I understood his frustration but as soon as I explained there was not one right answer and it was important to consider both sides of the argument he was happy with my two-handed approach.
Sadly, I am not sure how many ‘two-handed’ advisers are left because some advice seems to be of the one-handed variety and most non-advised sales certainly are. Advisers, brokers and their clients often fall into one of two camps; those who favour the flexibility and control of SIPPS and those who prefer the peace of mind and security of a packaged plan such as an annuity or fixed term income plan.
In my area of retirement there is a big divide between annuities and drawdown.
On the one hand (here we go again!) there are people who simply dismiss annuities as irrelevant and think pension drawdown is the only option. On the other hand, there are people who are attracted to the guarantees provided by annuities and who think drawdown is too risky.

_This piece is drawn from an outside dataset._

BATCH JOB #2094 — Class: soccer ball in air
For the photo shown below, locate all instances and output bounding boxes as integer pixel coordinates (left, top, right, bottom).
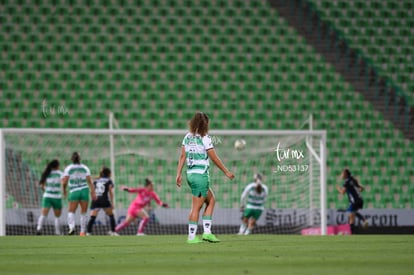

It can be argued that there is a third way, e.g. fixed income plans, because their options that combine income security with flexibility.
In one respect annuities and drawdown are just different sides of the same coin – both convert pension pots into income but one is guaranteed and one is not.
But in another respect, they are very different financial arrangements and increasingly advised or sold in different ways.
An annuity is essentially an insurance policy that guarantees the annuitant (or their partner) never runs out of money.
Drawdown is essentially an investment proposition where the pension pot is invested in the stock market and income is withdrawn at regular intervals.
In some situations, the best solution might be a combination of annuities and drawdown in order to get the right balance of income security and flexibility. The logic is that for some people the best solution may be a combination of products rather than a single product solution because it can reduce the overall risk. However, this is time consuming advice and sadly not enough people take combination option seriously enough.
So, what will it take to get more people to receive two-handed advice?
We need encourage more people to get advice in the first place because no-advice solutions do not encourage a balanced discussion about different solutions. Clients who make their own financial decisions may not be aware of all of the different options.
Also, advisers should be encouraged to consider the advantages of a combination of options. Some providers have done some very good work in this area by helping advisers present multiple options to their clients.
It is difficult to give good advice with one hand tied behind your back so advisers need to have both hands on the wheel.